Lieze is een bijzonder kind. De meeste andere kinderen uit haar klas begrijpen Lieze niet zo goed. Vooral Elsa-Marie vindt Lieze maar raar en vies. Maar Lieze trekt zich daar lekker niets van aan.
Je kan best een ei op je hoofd uitbroeden, want het is daar heerlijk warm. En je kunt ook wel een fossiel maken van je eigen neus.
Over honderd miljoen jaar graaft iemand die dan op. Wat zal die opkijken!
Lieze lacht. Voorzichtig steekt ze haar hand in haar haar.
Dan pakt ze het ei en steekt het omhoog.
‘Dit is mijn geheim,’ zegt ze trots. ‘Ik heb een ei op mijn hoofd.
Er zit een baby in. En die ga ik uitbroeden.
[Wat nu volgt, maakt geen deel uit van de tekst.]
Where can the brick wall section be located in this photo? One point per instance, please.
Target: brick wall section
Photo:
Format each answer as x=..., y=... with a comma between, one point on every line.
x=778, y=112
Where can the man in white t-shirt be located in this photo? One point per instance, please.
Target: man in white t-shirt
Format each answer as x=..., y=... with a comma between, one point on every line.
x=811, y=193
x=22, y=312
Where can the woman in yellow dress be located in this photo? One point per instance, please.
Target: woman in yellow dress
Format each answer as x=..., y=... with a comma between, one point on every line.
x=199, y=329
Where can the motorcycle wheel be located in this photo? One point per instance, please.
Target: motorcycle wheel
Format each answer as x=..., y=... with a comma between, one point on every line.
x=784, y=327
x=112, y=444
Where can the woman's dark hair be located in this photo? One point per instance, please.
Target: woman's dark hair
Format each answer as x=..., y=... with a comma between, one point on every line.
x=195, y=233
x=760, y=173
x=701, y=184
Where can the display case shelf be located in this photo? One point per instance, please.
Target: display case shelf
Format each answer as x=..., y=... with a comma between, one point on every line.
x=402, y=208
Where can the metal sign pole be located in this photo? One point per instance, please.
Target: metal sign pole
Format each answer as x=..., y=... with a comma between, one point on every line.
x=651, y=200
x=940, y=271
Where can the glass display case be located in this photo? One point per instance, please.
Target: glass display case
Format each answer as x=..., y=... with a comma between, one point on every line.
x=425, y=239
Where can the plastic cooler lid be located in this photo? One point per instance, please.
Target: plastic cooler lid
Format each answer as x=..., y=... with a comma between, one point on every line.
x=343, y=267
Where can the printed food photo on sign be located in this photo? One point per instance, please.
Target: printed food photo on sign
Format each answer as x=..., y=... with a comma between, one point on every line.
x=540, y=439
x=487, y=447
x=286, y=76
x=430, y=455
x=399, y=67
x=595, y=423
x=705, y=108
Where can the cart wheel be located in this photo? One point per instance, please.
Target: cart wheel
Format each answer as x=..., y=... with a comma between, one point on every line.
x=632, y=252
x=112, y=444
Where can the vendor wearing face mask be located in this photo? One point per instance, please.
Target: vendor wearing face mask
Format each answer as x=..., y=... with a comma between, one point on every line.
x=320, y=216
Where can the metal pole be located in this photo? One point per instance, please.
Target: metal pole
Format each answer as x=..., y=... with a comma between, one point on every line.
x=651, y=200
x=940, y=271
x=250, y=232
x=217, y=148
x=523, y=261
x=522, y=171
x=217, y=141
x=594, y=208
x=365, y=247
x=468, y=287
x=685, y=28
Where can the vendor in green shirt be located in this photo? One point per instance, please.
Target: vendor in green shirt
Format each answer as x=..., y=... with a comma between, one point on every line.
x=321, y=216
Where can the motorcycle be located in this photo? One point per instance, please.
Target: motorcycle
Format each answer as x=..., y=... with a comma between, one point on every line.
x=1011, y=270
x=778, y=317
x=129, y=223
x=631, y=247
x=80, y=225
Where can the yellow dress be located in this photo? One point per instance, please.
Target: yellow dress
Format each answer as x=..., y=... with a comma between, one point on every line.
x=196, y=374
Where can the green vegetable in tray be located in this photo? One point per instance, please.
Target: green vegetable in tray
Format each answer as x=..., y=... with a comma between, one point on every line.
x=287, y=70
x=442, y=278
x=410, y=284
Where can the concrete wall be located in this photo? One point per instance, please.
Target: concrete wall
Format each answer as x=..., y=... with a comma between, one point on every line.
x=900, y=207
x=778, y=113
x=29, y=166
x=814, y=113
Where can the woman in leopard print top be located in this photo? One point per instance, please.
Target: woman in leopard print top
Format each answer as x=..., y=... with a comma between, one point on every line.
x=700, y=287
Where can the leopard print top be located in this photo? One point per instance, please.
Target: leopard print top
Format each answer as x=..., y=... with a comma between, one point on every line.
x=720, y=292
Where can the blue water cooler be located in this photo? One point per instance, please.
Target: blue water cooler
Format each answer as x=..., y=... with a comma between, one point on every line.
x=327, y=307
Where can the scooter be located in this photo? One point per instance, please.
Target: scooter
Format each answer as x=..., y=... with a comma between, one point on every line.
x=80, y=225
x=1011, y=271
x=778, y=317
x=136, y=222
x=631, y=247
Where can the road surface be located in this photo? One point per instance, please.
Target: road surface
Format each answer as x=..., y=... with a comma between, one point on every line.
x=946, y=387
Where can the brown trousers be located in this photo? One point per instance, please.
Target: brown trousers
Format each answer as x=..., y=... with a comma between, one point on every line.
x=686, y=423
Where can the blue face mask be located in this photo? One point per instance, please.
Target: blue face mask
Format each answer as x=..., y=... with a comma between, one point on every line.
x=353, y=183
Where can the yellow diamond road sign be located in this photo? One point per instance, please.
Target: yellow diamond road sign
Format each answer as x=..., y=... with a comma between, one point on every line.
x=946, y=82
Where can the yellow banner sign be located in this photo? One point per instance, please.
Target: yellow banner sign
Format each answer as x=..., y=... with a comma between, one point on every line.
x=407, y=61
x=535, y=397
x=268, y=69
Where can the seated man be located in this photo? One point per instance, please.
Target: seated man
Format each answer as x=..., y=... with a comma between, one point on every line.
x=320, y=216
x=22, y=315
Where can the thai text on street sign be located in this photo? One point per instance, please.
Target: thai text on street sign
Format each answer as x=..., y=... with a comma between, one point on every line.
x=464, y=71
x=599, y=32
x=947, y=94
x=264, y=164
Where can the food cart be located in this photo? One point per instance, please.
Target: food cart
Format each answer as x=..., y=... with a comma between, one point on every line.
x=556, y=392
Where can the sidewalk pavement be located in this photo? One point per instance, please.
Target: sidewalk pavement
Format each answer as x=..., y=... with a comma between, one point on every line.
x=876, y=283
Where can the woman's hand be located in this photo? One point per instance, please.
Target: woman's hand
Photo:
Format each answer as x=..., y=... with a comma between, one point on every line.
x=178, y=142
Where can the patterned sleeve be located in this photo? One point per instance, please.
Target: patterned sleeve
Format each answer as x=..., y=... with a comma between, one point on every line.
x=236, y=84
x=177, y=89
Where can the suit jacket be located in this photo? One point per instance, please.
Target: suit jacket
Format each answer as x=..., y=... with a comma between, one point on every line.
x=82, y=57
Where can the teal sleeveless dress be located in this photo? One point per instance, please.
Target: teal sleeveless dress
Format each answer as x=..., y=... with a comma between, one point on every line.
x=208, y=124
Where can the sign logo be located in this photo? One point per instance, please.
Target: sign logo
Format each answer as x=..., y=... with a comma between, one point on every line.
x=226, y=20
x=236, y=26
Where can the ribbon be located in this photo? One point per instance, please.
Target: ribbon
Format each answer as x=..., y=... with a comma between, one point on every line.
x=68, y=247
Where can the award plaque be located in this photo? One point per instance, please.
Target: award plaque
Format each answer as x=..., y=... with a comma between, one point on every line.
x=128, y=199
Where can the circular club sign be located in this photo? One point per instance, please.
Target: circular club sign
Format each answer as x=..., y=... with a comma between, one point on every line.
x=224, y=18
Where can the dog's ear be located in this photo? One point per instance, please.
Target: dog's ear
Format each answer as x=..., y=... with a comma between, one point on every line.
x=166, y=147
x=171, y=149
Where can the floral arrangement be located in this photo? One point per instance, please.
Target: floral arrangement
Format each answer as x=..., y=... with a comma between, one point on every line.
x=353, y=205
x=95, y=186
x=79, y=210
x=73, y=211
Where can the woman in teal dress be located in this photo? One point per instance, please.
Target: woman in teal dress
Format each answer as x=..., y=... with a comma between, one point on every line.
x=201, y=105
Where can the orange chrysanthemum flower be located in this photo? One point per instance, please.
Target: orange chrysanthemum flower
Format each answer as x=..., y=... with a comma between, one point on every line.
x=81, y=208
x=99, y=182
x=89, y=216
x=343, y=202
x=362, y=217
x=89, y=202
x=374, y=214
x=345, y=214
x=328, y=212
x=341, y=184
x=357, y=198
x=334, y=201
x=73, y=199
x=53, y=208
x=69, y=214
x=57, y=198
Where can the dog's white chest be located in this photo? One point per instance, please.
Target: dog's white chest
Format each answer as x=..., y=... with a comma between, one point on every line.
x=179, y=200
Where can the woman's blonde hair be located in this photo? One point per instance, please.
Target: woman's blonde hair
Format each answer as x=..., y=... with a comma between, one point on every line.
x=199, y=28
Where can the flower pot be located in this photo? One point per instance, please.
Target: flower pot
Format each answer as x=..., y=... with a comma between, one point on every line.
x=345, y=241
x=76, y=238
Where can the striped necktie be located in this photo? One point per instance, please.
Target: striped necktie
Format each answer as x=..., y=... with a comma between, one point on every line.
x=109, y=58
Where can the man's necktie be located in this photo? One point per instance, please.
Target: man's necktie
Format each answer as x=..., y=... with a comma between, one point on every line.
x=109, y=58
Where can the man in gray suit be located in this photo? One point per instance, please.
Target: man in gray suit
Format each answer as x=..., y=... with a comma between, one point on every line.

Dan ben ik zijn moeder.
En nu stop ik hem weer terug, anders krijgt hij het koud.’
Lieze stopt het ei in haar haar en trekt de muts eroverheen.
Elsa-Marie staat op. ‘Wie heeft er nou een ei op zijn hoofd?!’ roept ze.
‘Dat heeft toch niemand! Wat een vies geheim!’
‘Ik vind het juist een heel mooi geheim,’ zegt juf Nellie.
‘Ga maar zitten, Lieze. En succes met het broeden.’
Trots loopt Lieze naar haar plaats. Elsa-Marie heeft gelijk.
Niemand heeft een ei op zijn hoofd. Maar zij lekker wel!